Une quarantaine de personnes, dont huit policiers, ont été blessées vendredi matin au cours d'affrontements interethniques à Bukavu, capitale de la province instable du Sud-Kivu, dans l'est de la République démocratique du Congo, a-t-on appris de source officielle.

«On compte une quarantaine de blessés, au nombre desquels 8 policiers», a déclaré à l'AFP vendredi après-midi le gouverneur du Sud-Kivu, Marcellin Cishambo, après une visite des centres de santé où sont prises en charge les victimes.

Un précédent bilan s'élevait à 19 blessés, selon la police et des sources hospitalières.

Selon des témoins, les heurts se sont déroulés dans un quartier de la commune d'Ibanda, siège de nombreuses activités administratives.

«Tout a commencé tôt ce matin, vers 23 h (3 h GMT), quand un groupe de jeunes de l'ethnie banyamulenge ont barricadé la principale artère, empêchant ainsi les élèves de se rendre à l'école et bloquant toutes les autres activités», a expliqué un témoin à l'AFP.

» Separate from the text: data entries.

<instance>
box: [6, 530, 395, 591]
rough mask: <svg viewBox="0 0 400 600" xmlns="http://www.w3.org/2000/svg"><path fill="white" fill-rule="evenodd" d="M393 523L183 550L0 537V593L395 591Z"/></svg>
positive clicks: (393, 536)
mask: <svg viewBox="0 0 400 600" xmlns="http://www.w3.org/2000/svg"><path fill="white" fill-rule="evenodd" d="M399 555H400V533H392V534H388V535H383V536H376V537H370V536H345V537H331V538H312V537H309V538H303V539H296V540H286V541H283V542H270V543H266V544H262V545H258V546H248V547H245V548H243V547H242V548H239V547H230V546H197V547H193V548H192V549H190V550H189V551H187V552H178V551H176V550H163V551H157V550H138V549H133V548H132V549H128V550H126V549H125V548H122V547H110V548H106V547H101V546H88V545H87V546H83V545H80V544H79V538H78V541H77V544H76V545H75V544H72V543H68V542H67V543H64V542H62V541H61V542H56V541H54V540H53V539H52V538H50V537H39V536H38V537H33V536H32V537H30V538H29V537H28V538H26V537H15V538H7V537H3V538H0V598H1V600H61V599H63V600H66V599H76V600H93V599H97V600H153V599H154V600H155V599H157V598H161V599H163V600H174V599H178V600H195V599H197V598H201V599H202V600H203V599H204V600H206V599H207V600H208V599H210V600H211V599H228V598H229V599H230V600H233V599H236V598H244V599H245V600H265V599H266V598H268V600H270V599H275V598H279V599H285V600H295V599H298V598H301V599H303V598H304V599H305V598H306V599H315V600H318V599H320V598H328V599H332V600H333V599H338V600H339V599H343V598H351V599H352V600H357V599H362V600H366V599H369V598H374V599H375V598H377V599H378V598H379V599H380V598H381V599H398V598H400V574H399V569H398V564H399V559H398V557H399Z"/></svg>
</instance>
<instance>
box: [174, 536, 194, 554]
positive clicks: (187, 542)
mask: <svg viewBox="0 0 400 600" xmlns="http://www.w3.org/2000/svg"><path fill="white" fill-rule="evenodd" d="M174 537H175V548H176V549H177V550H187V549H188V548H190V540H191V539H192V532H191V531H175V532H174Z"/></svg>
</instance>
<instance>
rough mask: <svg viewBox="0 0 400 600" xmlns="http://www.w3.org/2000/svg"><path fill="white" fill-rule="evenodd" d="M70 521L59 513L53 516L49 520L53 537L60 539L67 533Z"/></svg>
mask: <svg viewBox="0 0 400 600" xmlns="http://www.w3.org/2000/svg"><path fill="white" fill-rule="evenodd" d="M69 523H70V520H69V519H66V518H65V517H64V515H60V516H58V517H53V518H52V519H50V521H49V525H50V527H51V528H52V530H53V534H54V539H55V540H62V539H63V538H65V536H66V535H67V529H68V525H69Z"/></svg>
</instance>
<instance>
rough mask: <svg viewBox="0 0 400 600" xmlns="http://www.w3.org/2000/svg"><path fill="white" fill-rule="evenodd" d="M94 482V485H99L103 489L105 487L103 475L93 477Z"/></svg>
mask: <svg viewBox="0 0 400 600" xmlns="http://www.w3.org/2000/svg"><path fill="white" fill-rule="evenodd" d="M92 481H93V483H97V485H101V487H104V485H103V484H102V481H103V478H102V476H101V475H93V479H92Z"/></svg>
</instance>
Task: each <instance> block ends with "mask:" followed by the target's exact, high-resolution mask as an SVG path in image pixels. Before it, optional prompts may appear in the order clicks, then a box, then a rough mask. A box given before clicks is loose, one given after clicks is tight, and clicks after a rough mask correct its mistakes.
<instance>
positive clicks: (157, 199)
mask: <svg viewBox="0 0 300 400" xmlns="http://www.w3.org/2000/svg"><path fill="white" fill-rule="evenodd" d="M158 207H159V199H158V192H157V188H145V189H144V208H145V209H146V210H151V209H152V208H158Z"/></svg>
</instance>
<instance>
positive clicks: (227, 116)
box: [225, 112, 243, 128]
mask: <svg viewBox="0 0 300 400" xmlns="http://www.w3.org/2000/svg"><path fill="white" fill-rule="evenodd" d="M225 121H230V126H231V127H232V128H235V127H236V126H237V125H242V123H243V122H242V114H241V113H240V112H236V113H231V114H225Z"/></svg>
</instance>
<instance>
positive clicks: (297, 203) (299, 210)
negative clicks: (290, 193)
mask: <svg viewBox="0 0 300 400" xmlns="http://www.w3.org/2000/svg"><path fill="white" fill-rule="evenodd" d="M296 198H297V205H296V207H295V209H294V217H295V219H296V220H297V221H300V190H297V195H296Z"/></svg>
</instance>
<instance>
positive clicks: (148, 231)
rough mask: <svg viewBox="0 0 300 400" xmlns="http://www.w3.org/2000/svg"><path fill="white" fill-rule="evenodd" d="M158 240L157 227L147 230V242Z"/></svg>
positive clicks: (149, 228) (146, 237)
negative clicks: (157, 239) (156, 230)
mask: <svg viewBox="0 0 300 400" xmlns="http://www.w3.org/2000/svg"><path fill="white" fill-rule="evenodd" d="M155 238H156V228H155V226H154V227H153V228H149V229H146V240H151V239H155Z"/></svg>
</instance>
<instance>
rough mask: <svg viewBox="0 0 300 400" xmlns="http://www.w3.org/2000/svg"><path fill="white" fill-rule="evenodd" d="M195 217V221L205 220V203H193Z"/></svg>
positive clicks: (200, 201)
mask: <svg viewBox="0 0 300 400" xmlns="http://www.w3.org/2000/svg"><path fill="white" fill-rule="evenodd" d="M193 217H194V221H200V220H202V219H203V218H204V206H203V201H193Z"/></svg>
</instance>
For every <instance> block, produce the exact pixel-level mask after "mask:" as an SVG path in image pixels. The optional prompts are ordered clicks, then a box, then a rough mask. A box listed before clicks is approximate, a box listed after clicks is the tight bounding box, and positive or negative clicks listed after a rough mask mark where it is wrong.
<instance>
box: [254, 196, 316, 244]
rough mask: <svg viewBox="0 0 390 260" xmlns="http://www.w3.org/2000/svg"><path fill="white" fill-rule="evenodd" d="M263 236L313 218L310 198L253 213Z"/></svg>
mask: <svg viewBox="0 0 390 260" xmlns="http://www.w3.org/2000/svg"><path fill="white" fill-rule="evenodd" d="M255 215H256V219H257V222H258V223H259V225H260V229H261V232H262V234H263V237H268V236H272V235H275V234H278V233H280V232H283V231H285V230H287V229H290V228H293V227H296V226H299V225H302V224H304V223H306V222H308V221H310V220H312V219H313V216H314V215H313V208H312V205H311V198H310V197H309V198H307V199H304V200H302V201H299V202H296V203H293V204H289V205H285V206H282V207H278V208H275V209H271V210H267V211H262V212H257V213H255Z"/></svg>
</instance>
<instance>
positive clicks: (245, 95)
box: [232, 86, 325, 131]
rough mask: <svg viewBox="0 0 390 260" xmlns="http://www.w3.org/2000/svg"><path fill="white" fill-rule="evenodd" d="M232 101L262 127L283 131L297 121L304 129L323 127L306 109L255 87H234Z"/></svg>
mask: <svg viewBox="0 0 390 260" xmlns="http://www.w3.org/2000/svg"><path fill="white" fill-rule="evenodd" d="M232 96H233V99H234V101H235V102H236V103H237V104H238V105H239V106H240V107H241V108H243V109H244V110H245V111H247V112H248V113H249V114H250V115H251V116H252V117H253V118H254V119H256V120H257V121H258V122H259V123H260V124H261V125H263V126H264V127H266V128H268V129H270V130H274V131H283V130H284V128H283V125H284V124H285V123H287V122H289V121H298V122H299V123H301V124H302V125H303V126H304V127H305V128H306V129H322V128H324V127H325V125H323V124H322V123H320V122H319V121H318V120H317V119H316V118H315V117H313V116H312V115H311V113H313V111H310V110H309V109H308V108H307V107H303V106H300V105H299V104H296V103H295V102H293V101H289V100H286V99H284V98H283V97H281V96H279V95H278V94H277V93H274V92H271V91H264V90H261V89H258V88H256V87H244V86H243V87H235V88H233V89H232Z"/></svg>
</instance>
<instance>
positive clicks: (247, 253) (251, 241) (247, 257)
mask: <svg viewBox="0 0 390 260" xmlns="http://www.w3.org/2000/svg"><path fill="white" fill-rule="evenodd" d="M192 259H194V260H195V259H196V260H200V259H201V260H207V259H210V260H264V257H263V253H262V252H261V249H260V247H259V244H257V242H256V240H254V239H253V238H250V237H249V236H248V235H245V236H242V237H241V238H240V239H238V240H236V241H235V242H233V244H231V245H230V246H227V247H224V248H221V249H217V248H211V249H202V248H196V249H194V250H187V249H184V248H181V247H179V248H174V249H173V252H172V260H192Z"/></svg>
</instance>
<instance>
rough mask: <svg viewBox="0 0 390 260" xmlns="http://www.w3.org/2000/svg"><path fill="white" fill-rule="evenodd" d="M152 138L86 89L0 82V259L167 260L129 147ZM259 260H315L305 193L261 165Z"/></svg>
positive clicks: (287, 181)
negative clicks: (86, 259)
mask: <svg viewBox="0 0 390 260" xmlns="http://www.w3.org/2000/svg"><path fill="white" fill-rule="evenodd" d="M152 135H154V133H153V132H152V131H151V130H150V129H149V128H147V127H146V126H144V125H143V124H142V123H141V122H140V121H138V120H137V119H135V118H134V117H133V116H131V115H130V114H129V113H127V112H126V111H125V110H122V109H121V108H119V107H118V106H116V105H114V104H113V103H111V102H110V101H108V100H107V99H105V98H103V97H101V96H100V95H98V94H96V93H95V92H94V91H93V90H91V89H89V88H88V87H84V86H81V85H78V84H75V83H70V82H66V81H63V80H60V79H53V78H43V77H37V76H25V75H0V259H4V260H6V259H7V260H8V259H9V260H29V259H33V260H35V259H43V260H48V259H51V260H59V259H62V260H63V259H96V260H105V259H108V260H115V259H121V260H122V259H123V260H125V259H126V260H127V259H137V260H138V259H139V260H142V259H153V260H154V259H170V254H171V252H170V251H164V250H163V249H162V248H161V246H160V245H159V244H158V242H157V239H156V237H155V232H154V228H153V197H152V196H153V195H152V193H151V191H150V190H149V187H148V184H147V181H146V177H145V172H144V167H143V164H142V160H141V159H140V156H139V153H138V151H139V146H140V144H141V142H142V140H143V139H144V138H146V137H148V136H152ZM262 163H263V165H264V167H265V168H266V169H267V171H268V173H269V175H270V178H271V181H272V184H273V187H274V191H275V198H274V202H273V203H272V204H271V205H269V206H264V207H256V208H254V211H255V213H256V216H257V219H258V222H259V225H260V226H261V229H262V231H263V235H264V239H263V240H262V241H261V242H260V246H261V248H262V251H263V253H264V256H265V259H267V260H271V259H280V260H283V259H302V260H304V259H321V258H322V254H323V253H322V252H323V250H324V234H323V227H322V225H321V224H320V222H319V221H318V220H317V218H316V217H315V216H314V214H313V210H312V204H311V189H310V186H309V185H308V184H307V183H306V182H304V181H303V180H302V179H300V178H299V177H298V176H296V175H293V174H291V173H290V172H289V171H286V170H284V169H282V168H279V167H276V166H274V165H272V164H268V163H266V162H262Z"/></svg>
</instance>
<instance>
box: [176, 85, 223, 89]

«Tout est parti d'une dispute ce jeudi tard dans la soirée, quand un Congolais a blessé un autre Congolais de l'ethnie banyamulenge. C'est pour venger l'un des leurs qu'ils (les Banyamulenge) ont placé des barricades tôt ce matin», a-t-il ajouté.

Vendredi, plusieurs personnes ont dit à l'AFP qu'une église où prient des fidèles banyamulenge avait été brûlée et pillée dans la matinée.

«Par crainte de la situation, plusieurs écoles ont renvoyé les élèves à la maison», a confié Donat Ngangu, un parent accompagné de ses 2 enfants qu'il venait de récupérer au collège Alfajiri.

«Chaque camp a recouru à ses frères dans les affrontements à l'arme blanche, qui frisent la haine ethnique et qui font craindre un chaos dans l'avenir si les autorités n'y prennent pas garde», s'est inquiété auprès de l'AFP un membre de la société civile, qui a requis l'anonymat.

En début d'après-midi, le calme régnait à Bukavu.

Dans la commune d'Ibanda, la police mène des patrouilles. Une réunion s'est ouverte en la résidence du gouverneur de la province, Marcellin Cishambo, avec notamment les chefs des deux groupes impliqués dans les affrontements.

La rébellion Mouvement du 23 mars (M23) a dénoncé vendredi les «exactions sélectives» qui ciblent selon elle les Tutsi congolais.

Le M23, actif au Nord-Kivu, «condamne les exactions sélectives en cours présentement dans la partie est du pays plus précisément dans les villes de Bukavu et de Goma», écrit dans un communiqué Amani Kabasha, chargé de communication du M23.

Depuis jeudi à Bukavu, «des hordes de jeunes manipulées et payées par les autorités locales (...) ont commencé à prendre à partie les étudiants banyamulenge qui ont été tabassés, mutilés et ont subi des traitements dégradants, en violation des droits et de la dignité de la personne humaine».

«Certains y ont trouvé la mort par suite des coups, d'autres ont été brûlés dans les églises», accuse-t-il, qualifiant les exactions d'«épuration ethnique» et d'«actes de génocide».

Les Banyamulenge sont des Tutsi congolais d'origine rwandaise. Leur nationalité congolaise a souvent été remise en cause par le pouvoir de Kinshasa Depuis les années 1990, la question des Banyamulenge, et des Tutsis plus largement, est au coeur de nombreuses problématiques politico-militaires, dans les deux provinces du Kivu.

À Goma, le M23 affirme que des «dizaines» de «Banyarwanda» (population composée de Hutu et Tutsi vivant au Congo, originaires du Rwanda parfois depuis la colonisation pour travailler)  ont été arrêtées.

«Des critères liés à la morphologie, à la langue kinyarwanda, au teint sombre, à l'âge (compris entre 16 et 26 ans) ont été retenus par les autorités de Kinshasa, comme éléments essentiels du portrait-robot des personnes appartenant au M23», ajoute Amani Kabasha.

Des combats ont éclaté lundi entre M23 et armée régulière près de Goma. Kinshasa et l'ONU accusent le Rwanda voisin d'alimenter en hommes et matériel le M23, ce que Kigali dément.